Paper No. 5
Presentation Time: 8:00 AM-12:00 PM
PERIODICITY AND THE CAUSES OF MAJOR EXTINCTIONS
Striking similarities in the rise and fall of marine invertebrates, as well as reef faunas restricted to shallow tropical seas, suggest that geographically widespread environmental stress is a prime agent of extinction in the fossil record. To investigate the relationship between ecology and periodic mass extinctions, percent extinction was calculated for primarily post-Paleozoic marine genera spanning the last 250 MY (mid-Permian to Neogene time), heavily culled to eliminate the Pull of the Recent and the effects of Lagerstätten and taxonomic oversplitting. Remaining genera were then sorted by locomotion, life habit, and feeding mode. Spectral analyses, which circumvent the limitations of traditional Fourier-based methods, were performed on these categories and corrected for biases using Monte Carlo simulations. Actively mobile, pelagic, infaunal, and carnivorous genera display prominent peaks generally consistent with a 26 MY periodicity. These include so-called “elastic taxa”, such as mammals and ammonites, which undergo rapid post-crisis radiations and are thus expected to be particularly susceptible to extinction. Sessile, epifaunal, and suspension feeding genera show no such features, but the small sample sizes of herbivorous grazers (mainly echinoids and gastropods) and deposit feeders preclude unambiguous interpretation.

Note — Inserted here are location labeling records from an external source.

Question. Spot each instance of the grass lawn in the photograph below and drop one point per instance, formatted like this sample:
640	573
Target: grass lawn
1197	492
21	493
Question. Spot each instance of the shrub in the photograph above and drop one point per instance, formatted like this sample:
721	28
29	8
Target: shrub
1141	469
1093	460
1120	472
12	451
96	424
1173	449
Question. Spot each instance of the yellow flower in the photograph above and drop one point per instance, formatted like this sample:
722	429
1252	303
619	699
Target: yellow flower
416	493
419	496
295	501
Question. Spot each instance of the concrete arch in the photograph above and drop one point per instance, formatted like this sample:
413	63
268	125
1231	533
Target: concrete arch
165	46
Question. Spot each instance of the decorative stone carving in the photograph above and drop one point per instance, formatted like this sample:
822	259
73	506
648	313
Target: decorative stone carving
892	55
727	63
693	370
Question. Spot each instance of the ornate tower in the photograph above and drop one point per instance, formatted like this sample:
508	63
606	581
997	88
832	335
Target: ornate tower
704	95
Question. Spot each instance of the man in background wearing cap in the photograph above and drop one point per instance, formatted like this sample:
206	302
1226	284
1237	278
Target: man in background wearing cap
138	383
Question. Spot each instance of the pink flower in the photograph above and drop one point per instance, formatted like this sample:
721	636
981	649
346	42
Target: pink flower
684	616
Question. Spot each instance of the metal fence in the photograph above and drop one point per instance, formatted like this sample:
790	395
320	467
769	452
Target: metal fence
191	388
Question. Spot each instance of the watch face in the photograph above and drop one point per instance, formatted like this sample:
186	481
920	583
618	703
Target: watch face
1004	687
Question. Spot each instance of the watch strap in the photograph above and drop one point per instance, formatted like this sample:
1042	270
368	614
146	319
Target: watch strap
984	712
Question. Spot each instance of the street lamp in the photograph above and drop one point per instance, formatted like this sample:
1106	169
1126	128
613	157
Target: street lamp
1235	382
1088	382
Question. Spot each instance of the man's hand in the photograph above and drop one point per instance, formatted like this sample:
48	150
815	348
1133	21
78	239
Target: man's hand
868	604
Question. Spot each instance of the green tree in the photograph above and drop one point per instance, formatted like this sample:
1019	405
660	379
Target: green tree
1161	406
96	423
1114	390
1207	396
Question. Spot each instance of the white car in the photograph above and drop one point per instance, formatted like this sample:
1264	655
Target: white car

While the preceding results fail to establish significance at the 95% level according to an unrealistic null hypothesis of independent random data, a series of runs tests demonstrate that an autocorrelated model is a more appropriate fit for each ecological grouping. Alternative manipulations of the geologic column may indeed confirm the existence of periodicity across the entire gamut of adaptive zones, thereby supporting a common physical cause of major extinctions in the history of life. If the patterns of extinction selectivity are real, however, periodicity could instead be explained as a consequence of internal evolutionary dynamics, such as delayed recovery following biotic crises.